As the dusk sets in and the clouds slowly begin to turn from hues of pink to purple, Jonathan Lawley sits in the hotel lobby overlooking the sea. There’s a constant hum of the waves crashing and the gentle summer breeze wafts in the air. Flipping through the writings of his grandmother Elizabeth and his aunt Mary, this 81 year old man talks with childlike excitement about his relationship with India and the Andaman islands.

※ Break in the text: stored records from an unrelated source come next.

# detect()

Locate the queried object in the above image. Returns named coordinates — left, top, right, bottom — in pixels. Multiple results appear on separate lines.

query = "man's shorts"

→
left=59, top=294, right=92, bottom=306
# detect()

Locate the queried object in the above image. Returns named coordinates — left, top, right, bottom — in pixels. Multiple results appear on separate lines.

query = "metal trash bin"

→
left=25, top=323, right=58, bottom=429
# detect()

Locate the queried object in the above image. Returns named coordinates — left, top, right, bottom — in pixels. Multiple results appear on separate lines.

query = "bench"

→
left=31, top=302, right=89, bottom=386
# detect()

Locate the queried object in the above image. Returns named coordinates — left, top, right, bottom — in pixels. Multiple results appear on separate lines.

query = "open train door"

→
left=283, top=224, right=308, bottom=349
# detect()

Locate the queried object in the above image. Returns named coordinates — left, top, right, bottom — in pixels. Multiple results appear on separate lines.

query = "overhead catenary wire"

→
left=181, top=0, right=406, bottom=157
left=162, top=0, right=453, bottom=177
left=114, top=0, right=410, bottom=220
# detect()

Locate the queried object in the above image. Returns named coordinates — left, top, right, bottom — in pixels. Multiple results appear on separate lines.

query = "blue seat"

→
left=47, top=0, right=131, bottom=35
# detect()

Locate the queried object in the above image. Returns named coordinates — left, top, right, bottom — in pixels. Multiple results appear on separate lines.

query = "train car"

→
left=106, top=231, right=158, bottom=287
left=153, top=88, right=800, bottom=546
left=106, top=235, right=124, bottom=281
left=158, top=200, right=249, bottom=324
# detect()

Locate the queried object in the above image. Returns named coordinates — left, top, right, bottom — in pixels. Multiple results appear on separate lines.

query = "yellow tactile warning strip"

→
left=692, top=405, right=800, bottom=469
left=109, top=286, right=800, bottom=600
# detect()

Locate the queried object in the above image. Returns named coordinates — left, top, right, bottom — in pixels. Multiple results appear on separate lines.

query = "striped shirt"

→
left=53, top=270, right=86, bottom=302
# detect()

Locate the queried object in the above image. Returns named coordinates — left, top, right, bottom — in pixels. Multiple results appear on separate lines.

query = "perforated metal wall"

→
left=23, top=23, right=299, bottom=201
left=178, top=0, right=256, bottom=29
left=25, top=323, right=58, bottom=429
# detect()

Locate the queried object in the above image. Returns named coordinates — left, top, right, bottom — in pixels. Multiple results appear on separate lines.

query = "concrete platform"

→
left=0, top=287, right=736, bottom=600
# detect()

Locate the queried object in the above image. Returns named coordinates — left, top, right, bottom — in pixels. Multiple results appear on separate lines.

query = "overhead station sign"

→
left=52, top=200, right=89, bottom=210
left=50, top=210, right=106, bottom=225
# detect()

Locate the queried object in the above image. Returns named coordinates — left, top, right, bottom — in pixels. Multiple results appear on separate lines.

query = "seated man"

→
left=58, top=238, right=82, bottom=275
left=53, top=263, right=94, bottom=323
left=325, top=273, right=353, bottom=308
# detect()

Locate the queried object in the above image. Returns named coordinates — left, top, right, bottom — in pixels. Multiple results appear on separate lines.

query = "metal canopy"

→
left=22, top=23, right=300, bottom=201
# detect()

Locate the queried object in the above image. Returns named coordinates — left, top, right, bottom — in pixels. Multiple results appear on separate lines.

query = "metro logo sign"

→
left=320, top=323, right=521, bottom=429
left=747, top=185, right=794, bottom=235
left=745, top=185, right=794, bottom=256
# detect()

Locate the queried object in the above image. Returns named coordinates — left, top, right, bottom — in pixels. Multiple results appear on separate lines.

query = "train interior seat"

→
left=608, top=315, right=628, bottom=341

Jonathan was born in the north western frontier province, where his father worked in the Indian Engineering Service. Most of his early years were spent in Kashmir valley, in a boarding school where young boys were taught boxing and mountain climbing, apart from regular education. “I’m skeptical on going back to Kashmir today. I’m afraid that my memories from the valley will be spoilt” he says. After India gained independence, 8 year old Jonathan moved to Africa, where he spent most of his work life in different roles like supervising the elections Zambezi valley, training indigenous people at Rio Tinto mining company and acting as the District Commissioner in Zambia. His Ph.D. thesis, ‘Transcending Cultures: Developing Africa’s Managers’ reflects the work he did in the continent. After retiring in 1996, Jonathan Lawley was appointed as the first director of the Royal African Society. He now runs the South African Business Forum, where he combines his unique experience of British colonial service and business in modern Africa.


The Island Connection

When Jonathan wrote his memoir ‘Beyond the Malachite Hills: A life of colonial service and business in new Africa’ little did he expect it would turn out to be a huge success. “The book got good reviews from the critics and became successful” he recalls. “I would also like write a book on the wild places in Africa someday” he says enthusiastically.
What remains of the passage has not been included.